The people's congresses -- 350 basic congresses and a general congress whose chairman is nominally the head of state -- are intended primarily to surmount divisive tribal lines and to establish a "people's jamahiriya," a kind of general, egalitarian republic.
Having solved the "democratic problem" in his Green Book, Gaddafi goes on to tackle the "economic problem." For an idealist from the desert, the organization of labor into employers and employees is irreconcilable with the aims of the revolution -- and of Islam.
Yet Gaddafi is no Islamic fundamentalist. He is more of an Islamic reformer, who like many other leaders of the developing world was guided by socialism. His late, pseudo-socialist Islamic model of society has only survived on an ample oil income.
As journalists are generally not allowed into Libya, media coverage has concentrated on Gaddafi's foreign policy escapades. He wanted to export his revolution and to establish terror as a means of struggle for small states.
This policy brought suffering on thousands of families. In 1986, US President Ronald Reagan ordered the bombing of Tripoli and Benghazi, allegedly to destroy the Libyan leader's terrorist infrastructure. In reality, the aim was to kill Gaddafi.

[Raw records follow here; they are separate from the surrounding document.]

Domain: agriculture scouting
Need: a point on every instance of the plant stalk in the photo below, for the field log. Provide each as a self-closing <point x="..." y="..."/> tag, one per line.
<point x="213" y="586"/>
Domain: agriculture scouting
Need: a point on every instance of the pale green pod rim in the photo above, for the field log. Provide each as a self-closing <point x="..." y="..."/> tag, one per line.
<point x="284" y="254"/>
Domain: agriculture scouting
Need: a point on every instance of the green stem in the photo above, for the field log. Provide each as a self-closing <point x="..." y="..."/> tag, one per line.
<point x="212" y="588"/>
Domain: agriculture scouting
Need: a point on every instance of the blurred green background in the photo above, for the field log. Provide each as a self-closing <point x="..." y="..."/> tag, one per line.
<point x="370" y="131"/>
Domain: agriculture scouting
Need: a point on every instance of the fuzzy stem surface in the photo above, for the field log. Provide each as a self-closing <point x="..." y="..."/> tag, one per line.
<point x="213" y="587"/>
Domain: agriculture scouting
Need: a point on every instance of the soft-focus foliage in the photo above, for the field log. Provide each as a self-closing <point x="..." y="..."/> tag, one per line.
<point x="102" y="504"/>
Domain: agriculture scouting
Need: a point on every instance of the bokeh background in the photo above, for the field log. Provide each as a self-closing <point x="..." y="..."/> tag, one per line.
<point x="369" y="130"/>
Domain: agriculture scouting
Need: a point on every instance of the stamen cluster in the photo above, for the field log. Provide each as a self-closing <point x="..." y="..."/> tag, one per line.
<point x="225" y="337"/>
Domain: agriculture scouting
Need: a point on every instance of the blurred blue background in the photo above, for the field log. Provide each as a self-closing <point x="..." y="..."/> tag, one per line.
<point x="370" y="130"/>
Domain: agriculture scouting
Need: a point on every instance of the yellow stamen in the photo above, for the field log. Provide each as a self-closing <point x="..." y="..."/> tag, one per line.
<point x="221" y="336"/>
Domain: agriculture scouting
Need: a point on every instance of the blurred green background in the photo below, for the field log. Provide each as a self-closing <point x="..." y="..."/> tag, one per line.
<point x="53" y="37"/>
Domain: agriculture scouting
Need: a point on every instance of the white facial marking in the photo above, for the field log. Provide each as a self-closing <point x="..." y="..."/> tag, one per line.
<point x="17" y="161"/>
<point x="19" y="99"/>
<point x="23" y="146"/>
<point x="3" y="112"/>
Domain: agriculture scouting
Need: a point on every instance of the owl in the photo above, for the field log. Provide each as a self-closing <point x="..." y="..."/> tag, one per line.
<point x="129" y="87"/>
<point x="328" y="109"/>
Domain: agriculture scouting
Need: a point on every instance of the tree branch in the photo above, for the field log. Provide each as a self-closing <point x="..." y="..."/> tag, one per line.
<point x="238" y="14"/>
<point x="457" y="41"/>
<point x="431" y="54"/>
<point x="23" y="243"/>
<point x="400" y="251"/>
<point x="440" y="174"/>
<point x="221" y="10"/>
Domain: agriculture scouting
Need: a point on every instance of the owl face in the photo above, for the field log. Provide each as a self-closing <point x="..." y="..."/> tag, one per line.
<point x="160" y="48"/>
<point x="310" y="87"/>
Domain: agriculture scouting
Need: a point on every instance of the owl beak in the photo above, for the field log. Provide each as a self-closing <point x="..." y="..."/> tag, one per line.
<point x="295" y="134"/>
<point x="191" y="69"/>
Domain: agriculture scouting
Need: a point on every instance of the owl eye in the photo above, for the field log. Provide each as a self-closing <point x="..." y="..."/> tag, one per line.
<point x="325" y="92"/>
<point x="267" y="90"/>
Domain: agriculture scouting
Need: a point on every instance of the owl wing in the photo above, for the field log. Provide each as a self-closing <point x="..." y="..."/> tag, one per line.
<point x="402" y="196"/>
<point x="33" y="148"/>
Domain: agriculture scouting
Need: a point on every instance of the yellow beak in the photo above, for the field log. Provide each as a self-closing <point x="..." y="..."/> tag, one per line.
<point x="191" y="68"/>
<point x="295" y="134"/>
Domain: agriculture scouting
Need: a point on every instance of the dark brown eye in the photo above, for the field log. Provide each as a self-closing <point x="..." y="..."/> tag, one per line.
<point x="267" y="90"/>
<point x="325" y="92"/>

The plan failed, of course, encouraging the Libyan leader to continue with his foolhardy foreign policy. The bombing of a Pan Am airliner over Lockerbie, Scotland, plunged Gaddafi into 10 years of isolation that only ended in April, when he handed over the Libyans suspected of planting the bomb.
So 30 years after his coup, Gaddafi is celebrating a unique anniversary in the Arab world and can hope to make people forget Libya's lost decade.
Western companies are already beating a path to Libya's door to secure a share of the contracts and investment the North African state is in a position to award. But no one really knows just what Libyans themselves think about their leader.